Clicky
World

Delta pilot sues US airline for $1.3 b, claiming it stole his crew app


Bangladeshpost
Published : 15 Jul 2021 09:42 PM

Bloomberg, Washington 

US-based Delta Air Lines is being sued for more than US$1 billion (S$1.3 billion) by one of its own pilots, who claim he developed a text-messaging app for flight crews that the airline stole and used as the basis for its own app. Captain Craig Alexander sued Atlanta-based Delta for theft of trade secrets in a Georgia state court on Monday.

He claimed he spent US$100,000 of his own money to develop his QrewLive app, which he pitched to the airline as a way to address crew communication snafus after disrupted flights. Delta turned him down but went on to launch its own identical tool, he said. Delta "stole like a thief in the night" and defrauded its own loyal employee, Mr Keenan Nix, a lawyer for Mr Alexander, said on Wednesday in an interview. He said the pilot, an 11-year veteran at the airline, was flying a Delta 757 "as we speak". Delta spokesman Morgan Durrant said in a statement: "While we take the allegations specified in Mr Alexander's complaint seriously, they are not an accurate or fair description of Delta's development of its internal crew messaging platform."

A five-hour power outage that resulted in hundreds of flight cancellations in August 2016 cost Delta more than US$150 million. The pilot said in the suit that he e-mailed chief executive officer Ed Bastian at the time, saying he had a solution. Mr Bastian allegedly responded promptly and referred Mr Alexander to the company's new chief information officer.

Mr Bastian and CIO Rahul Samant are both named in the suit, along with four other Delta executives.
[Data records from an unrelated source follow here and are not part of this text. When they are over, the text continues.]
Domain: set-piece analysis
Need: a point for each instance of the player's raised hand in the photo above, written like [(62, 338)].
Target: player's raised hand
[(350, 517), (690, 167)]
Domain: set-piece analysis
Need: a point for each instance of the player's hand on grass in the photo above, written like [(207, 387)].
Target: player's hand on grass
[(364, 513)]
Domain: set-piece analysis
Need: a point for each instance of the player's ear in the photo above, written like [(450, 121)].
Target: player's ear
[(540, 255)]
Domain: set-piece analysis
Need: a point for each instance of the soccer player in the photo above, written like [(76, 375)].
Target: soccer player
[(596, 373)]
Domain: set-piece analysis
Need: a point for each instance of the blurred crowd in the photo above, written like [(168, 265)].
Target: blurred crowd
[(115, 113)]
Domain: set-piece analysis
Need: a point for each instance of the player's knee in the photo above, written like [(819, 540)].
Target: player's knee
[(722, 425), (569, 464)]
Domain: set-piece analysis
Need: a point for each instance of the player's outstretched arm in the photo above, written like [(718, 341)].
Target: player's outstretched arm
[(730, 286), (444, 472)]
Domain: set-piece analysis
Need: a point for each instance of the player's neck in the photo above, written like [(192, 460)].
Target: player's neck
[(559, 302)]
Mr Alexander claimed he had several positive meetings with the airline in 2015 and 2016 in which executives made clear they were interested in acquiring his app. But Delta eventually cut off discussions and then launched its own crew app in April 2018, called Flight Family Communications (FFC).

"FFC is a carbon copy, knock-off of the role-based text-messaging component of (my) proprietary QrewLive communications platform," Mr Alexander said in his suit.

The pilot noted in his suit that Mr Bastian and Mr Samant have both bragged to investors that the app has smoothed operations.

In describing the damages he is seeking, Mr Alexander said the value of the technology, "based solely upon operational cost savings to Delta, and conservatively exceeds US$1 billion". He is also seeking punitive damages against Delta.

"To add insult to theft and injury, Captain Craig Alexander must use his stolen QrewLive text-messaging platform every day while he works for Delta," the suit claimed.

"Each time he looks at the FFC app, he is painfully reminded that Delta stole his proprietary trade secrets, used them to Delta's enormous financial benefit."